Читаем Феномен поколений в русской и венгерской литературной практике XX–XXI веков полностью

Оба автора уважают и ценят добротно сработанные вещи, хранящие память о прошлом. В. Н. Топоров подчеркивал, что вещь «несет на себе печать человека»; рассматривая «человеческое» в вещи, он пишет: «„Сентиментальное“ отношение к вещам, как и связанное с этим чувство приобщения к человеку и его жизни, также, как правило, основано не на „пользах“, получаемых от них, и функциях вещей, но на их признаках, внутренне пережитых человеком и соотнесенных им с теми или иными моментами своей жизни»[626]. Для Кочергина, театрального художника, особый интерес представляет мебель. Для оформления спектакля по пьесе Горького «Последние» нужны были подлинные старинные вещи. Как раз в это время (начало 60-х), пишет Кочергин, после борьбы с излишествами в архитектуре начался быстрый «пошив» хрущоб, масса питерских семей переезжала, старинная мебель, «уважительная к человеку», не помещалась ни вдоль, ни поперек, выбрасывалась или продавалась за бесценок. Кочергин перечисляет: книжный шкафчик красного дерева («жакоб» местного производства), роскошное павловское кресло карельской березы, дубовые буфеты и горки с резьбой и точеными деталями 70-80-х годов XIX века, «були» черного дерева с инкрустацией из золоченой бронзы и черепахи французской работы XVIII века, елизаветинское кресло ручной работы, обитое старинной парчой на льняной основе… – это взгляд знатока-ценителя. А за каждой из таких вещей открывалась история семьи, рода, трагедии и драмы, ведь каждая такая вещь пережила революцию, разруху, ежовщину, блокаду[627].

Любаров, обосновавшись в деревне, открыл для себя мир инструментов и домашней утвари:

До приезда в Перемилово я не знал, что вещи – живые, я ими просто пользовался. Но в деревне я открыл для себя мир утюгов, пил, гвоздей, самоваров, старых чайников и прочих вещей, многие из которых я откопал у себя на огороде. <…> Через этот вещный мир я почувствовал мир тех людей, что жили в Перемилове до меня[628].

Картины «Самоварная душа», «Старые чайники», «Отцовская пила», «Забытая лейка», «Утюг» передают тень загадочной жизни, которой жили их прежние владельцы. Любаров признается, что рисует натюрморт только тогда, когда вещь с ним заговорит; а вот в Москве, добавляет он, вещи вокруг него почти всегда молчат. Он дружит со старыми вещами и не очищает их от ржавчины – ему важен след, который оставило время[629].
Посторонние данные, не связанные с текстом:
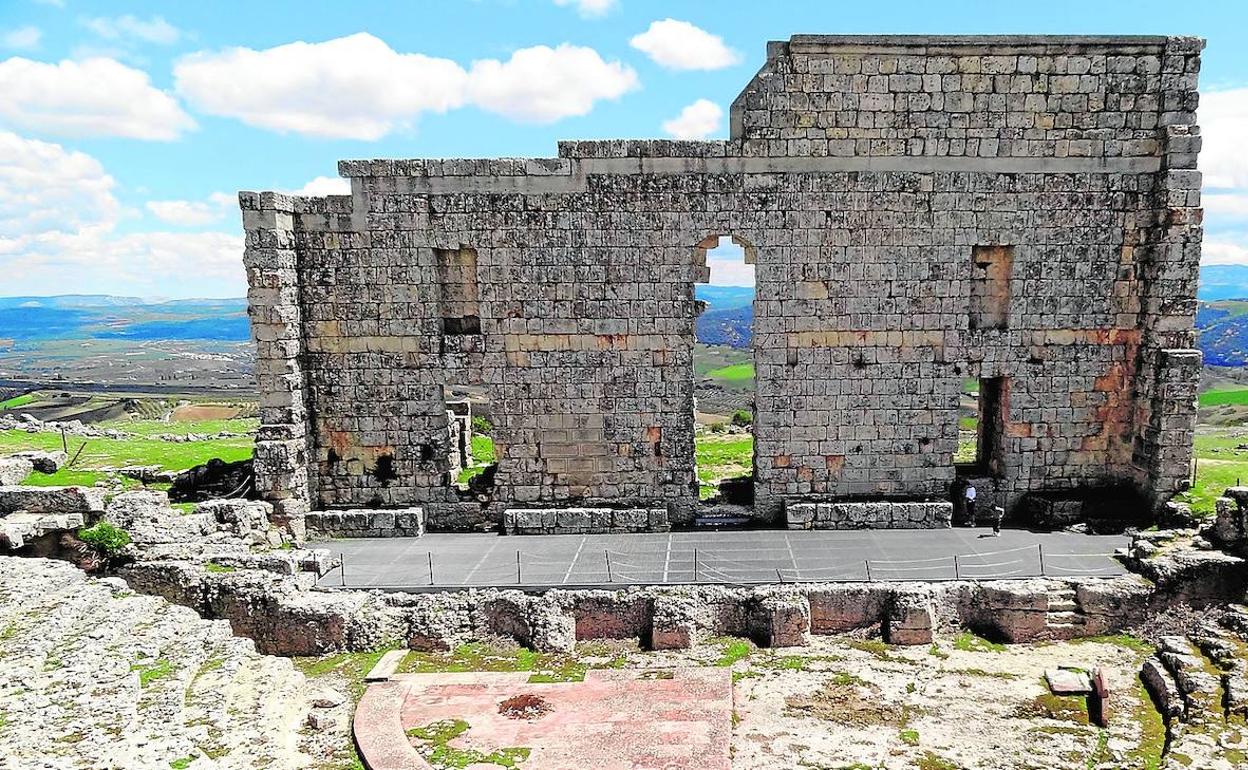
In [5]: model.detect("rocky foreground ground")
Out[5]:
[0,557,348,770]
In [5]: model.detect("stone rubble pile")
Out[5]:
[0,557,348,770]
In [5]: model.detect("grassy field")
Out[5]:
[0,393,36,411]
[0,423,252,487]
[694,433,754,499]
[706,363,754,384]
[1199,386,1248,409]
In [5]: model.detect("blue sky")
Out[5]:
[0,0,1248,297]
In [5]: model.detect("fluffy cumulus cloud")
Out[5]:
[173,32,636,140]
[1197,87,1248,265]
[554,0,615,19]
[0,132,245,296]
[0,26,44,50]
[147,192,236,227]
[629,19,741,70]
[173,32,467,140]
[468,44,638,124]
[663,99,724,139]
[1197,87,1248,188]
[82,14,182,45]
[0,57,195,141]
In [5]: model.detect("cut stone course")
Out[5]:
[240,35,1203,532]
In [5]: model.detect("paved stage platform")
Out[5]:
[311,528,1129,590]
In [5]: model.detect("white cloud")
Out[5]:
[147,192,237,227]
[554,0,615,19]
[0,57,195,141]
[1197,87,1248,187]
[629,19,741,70]
[0,25,44,50]
[1201,192,1248,227]
[173,32,636,140]
[0,131,245,296]
[173,32,467,140]
[1201,238,1248,265]
[82,14,182,45]
[663,99,724,139]
[291,176,351,197]
[468,44,639,124]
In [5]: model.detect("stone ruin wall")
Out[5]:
[240,36,1203,529]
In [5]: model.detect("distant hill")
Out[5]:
[0,295,251,342]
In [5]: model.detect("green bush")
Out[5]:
[79,522,130,554]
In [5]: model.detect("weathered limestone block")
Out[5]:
[0,487,106,514]
[785,500,953,529]
[650,594,700,650]
[303,508,424,539]
[754,590,810,646]
[0,456,35,487]
[885,590,932,645]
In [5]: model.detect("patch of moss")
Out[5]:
[710,638,758,668]
[846,639,912,663]
[915,751,958,770]
[130,658,177,689]
[1071,634,1156,655]
[953,631,1006,653]
[407,719,533,770]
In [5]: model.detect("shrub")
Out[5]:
[79,522,130,555]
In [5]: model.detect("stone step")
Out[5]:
[364,650,407,681]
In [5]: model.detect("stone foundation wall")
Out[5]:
[240,35,1203,528]
[503,508,670,534]
[303,508,424,540]
[784,502,953,529]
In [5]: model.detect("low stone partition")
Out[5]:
[503,508,671,534]
[303,508,424,540]
[784,500,953,529]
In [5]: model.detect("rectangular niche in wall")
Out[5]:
[970,246,1013,329]
[433,246,480,334]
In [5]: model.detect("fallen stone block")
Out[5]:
[0,487,105,514]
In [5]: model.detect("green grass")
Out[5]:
[130,658,177,689]
[953,631,1006,653]
[706,363,754,384]
[1198,386,1248,408]
[106,417,260,436]
[0,393,39,411]
[0,423,252,479]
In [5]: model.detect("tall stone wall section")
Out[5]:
[242,36,1202,529]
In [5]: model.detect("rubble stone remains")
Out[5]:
[240,35,1203,532]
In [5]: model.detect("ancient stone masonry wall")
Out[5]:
[242,36,1203,529]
Любаров иллюстрировал книгу Людмилы Улицкой «Детство сорок девять». В предисловии писательница говорит, что это общая их с художником книга: они родились в одном году, события детства и юности шли параллельно, мировосприятие оказалось удивительно сходным[630]. В этой книге рассказов-сказок также выражено уважение к простым людям – мастерам своего дела. Так, дед Шептун, когда-то замечательный часовщик, но теперь почти лишившийся зрения, ради того чтобы утешить правнучку Дину, разбившую ручные часы брата, сумел как-то, буквально наощупь, починить часовой механизм. Иллюстрация Любарова подробно, детально изображает стол деда, его руки и разложенные инструменты и приспособления. А герой последней истории, рассказанной в книге, презираемый всеми ребятами двора болезненный мальчик Геня, из интеллигентной еврейской семьи, сумел неожиданно для себя завоевать уважение ребят умением мастерить поделки из бумаги. Кстати, и слушая игру на пианино матери Гени (а она играла Шуберта и Бетховена), голодная послевоенная детвора молчала, удивляясь на небывалое ранее в их жизни. Немаловажно, что учился бумажному мастерству Геня по старой книжке «Веселый час», написанной М. Гершензоном, русским мыслителем и публицистом. Так через обычаи повседневности (приглашать дворовых детей на день рождения), через вещи, оставшиеся от прежней культуры (книги, портрет Бетховена, пианино), протягивается нить культурной преемственности в послевоенные 1940-е и 1950-е годы.

Наконец, еще одним пространством «вненаходимости» для обоих авторов становится природа, деревенская глушь. Кочергин летом ездил в Вологодскую область, в Олонецкий край – рисовал старинные дома, отдыхал от города в лесу, на берегу речки, в беседах с бесхитростными людьми. Любаров пристрастился к огородничеству, и вовсе не из хозяйственных соображений. Ему виделась тайна мироздания в том, как из маленького семечка вырастает большое растение. По собственному признанию, ему особенно нравятся овощи. Раньше, замечает автор, он и овощи были друг другу чужими: «Мир овощей раскрылся передо мною именно в деревне. Между нами возникло нечто похожее на любовь»[631].